Mahabharata: Arjuna’s vow to kill Jayadratha

On the 13th day of the Mahabharata war, the Kauravas get together and kill Abhimanyu. Every possible rule in the warbook is broken to kill Abhimanyu. In fact, upon close inspection, it becomes clear that Abhimanyu’s death was destined that way by Lord Krishna in order to ensure the killing of all the major Kauravas is not even questioned.

When the war ends on the 13th day, Arjuna and Krishna, who were away fighting the Samsaptakas, come back to their camp. They are told the news of Abhimanyu’s killing. Arjuna is extremely enraged and wants to know the cause for the death of his dear son. He is told that Abhimanyu became alone inside the Chakravyuha because the Sindhu King Jayadratha blocked the entrance and did not allow the other Pandavas to get in.

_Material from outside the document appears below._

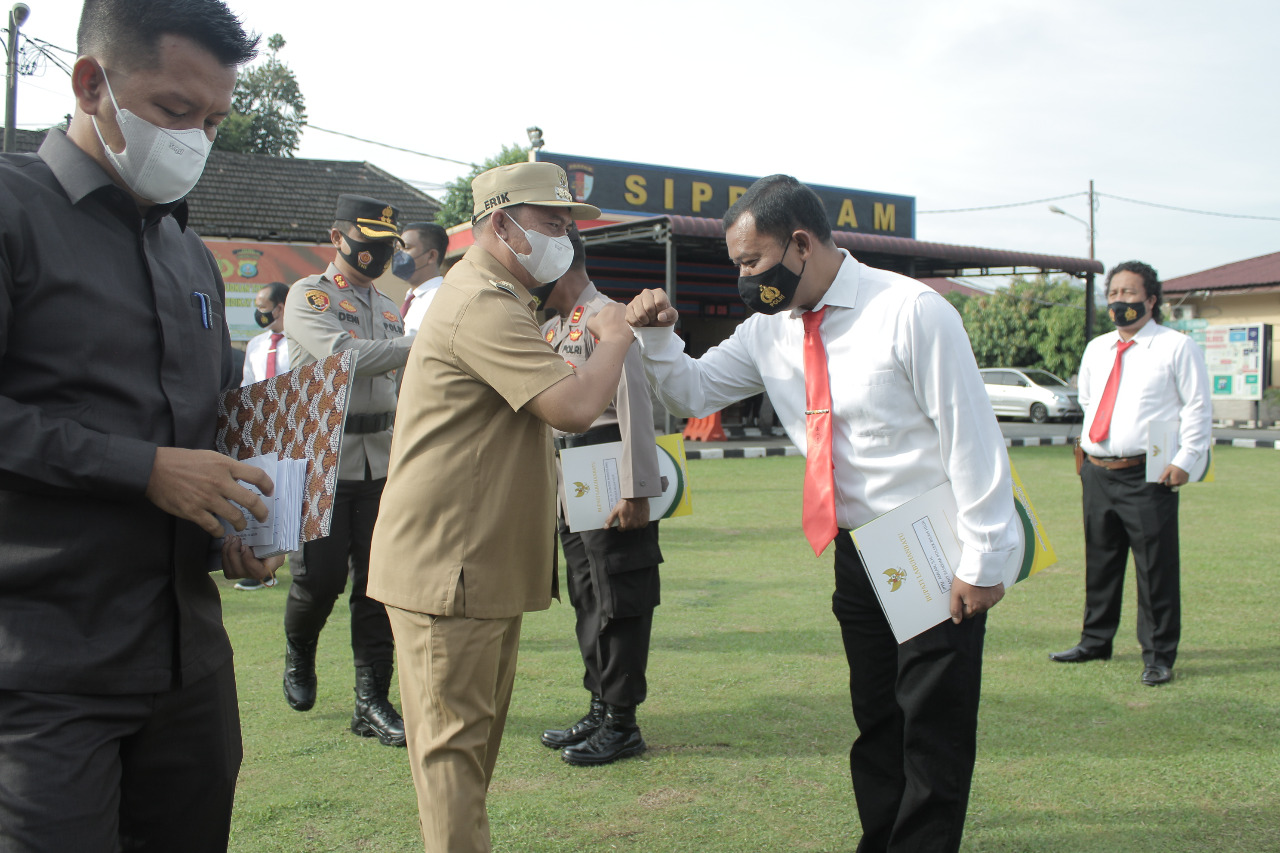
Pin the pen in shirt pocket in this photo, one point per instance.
(201, 302)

Arjuna then makes a terrible vow to kill Jayadratha before sunset the next day. He announces that he will kill Jayadratha, come what may, unless Jayadratha runs away from the war or surrenders to him or Lord Krishna. Further, he announces that if he fails to slay Jayadratha, he will enter a fire and kill himself.

In his emotional state, Arjuna declares a vow that terrible fate should occur to him if he fails in his vow. He says that he will meet the fate of those people who make terrible mistakes in life. He declares that he will reach the Naraka (hell) meant for people who have committed big sins. He gives a list of the sins which are terrible and says he should meet the same fate as those who commit those sins would meet. The list of sins he talks about is extremely interesting. It gives a peek into the life and times during Mahabharata, their value systems, their beliefs and their Dharma. Some of the sins that Arjuna talks about is listed below (list does not cover all that Arjuna mentions)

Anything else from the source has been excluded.